Mencari Karya yang Problematis

Oleh Kuss Indarto

Pada sebuah café bernama Les Select di kawasan Montparnasse, Paris, sekitar musim panas 1993, seniman Christian Boltanski dan Bertrand Lavier berbincang selama berjam-jam bersama kurator muda (waktu itu), Hans Ulrich Obrist. Kurator asal Swiss, Obrist bahkan mengaku nongkrong nyaris 24 jam di situ. Mereka membincangkan banyak problem dan perkembangan jagat seni rupa dalam seabad terakhir—yang mereka baca, amati, dan dirasakan bersama—terutama di Eropa Barat.

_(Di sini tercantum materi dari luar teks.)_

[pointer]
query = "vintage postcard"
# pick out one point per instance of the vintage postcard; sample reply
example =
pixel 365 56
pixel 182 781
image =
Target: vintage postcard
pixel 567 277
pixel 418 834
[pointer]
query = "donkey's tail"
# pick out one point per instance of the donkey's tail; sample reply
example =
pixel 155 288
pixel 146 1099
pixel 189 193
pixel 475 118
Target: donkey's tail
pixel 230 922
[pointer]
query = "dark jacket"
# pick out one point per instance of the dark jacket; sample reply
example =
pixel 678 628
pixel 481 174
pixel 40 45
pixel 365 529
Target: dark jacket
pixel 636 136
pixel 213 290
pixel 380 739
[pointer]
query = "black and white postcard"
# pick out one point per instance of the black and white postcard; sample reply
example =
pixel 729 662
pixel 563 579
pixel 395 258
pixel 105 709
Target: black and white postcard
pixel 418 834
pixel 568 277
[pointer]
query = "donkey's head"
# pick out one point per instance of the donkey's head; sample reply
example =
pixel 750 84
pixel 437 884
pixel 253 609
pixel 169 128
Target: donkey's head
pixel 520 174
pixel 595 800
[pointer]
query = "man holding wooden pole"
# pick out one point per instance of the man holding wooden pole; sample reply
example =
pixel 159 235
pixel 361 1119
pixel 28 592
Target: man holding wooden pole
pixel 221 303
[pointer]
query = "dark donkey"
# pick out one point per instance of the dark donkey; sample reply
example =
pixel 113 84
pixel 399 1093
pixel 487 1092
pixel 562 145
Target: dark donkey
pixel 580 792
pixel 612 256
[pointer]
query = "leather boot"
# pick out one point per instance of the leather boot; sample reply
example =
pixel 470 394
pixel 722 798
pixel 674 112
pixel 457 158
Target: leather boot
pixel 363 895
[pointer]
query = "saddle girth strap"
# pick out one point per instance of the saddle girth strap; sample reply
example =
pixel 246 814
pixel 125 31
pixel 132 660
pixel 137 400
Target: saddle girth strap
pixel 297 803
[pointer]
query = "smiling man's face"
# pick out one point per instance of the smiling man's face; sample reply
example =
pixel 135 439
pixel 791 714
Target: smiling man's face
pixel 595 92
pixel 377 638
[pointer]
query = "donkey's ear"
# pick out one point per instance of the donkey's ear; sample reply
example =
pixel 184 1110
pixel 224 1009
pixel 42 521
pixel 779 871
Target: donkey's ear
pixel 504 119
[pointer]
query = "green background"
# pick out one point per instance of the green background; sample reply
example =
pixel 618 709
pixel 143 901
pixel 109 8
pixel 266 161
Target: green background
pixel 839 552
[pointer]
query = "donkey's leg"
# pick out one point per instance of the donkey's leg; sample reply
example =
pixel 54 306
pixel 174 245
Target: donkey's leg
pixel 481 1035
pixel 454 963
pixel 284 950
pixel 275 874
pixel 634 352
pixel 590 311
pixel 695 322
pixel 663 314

Salah satu poin penting yang ditangkap oleh Obrist kala itu—seperti yang kemudian ditulis dalam buku “Ways of Curating” (Faber and Faber inc.: 2014)—adalah bahwa karya seni rupa itu bukan sekadar sebentuk objek atau artefak yang terdisplai (dalam sebuah pameran), namun juga instruksi atau petunjuk untuk mengeksekusi gagasan perihal karya seni tersebut. Lebih lanjut dikatakan bahwa tantangan tradisional tentang seni itu berkait dengan soal pemahaman kreativitas, kesenimanan, dan interpretasi. Ya, bagaimana kreativitas itu muncul dan lalu dieksekusi, bukan dibiarkan mengambang. Bagaimana kesenimanan seseorang itu bukan sekadar atribusi sosial, namun masalah kemampuan untuk mengeksekusi secara artistic dan estetik dalam berkarya. Bagaimana interpretasi atas sebuah teks itu muncul, berkembang, melahirkan tesa dan antitesa, lalu dieksekusi. Bukan digantung dalam senyap. Obrist menambahkan kalimat dari Bertrand Lavier yang menyatakan bahwa instruksi atau petunjuk itu juga memberi daya hidup atas karya dalam kesadaran yang lebih real (nyata): karya-karya itu menjadi provokatif, bukan sekadar bersifat kontemplatif penuh kesenyapan. Tapi menjadi sebuah “gerakan” dan aksi yang “mengganggu” para apresian saat karya tersebut terpajang dalam ruang seni. Boltanski melihat bahwa instruksi atau petunjuk bagi karya seni instalasi itu serupa alat hitung musik analog yang repetitif namun mampu menggugah interpretasi berbeda.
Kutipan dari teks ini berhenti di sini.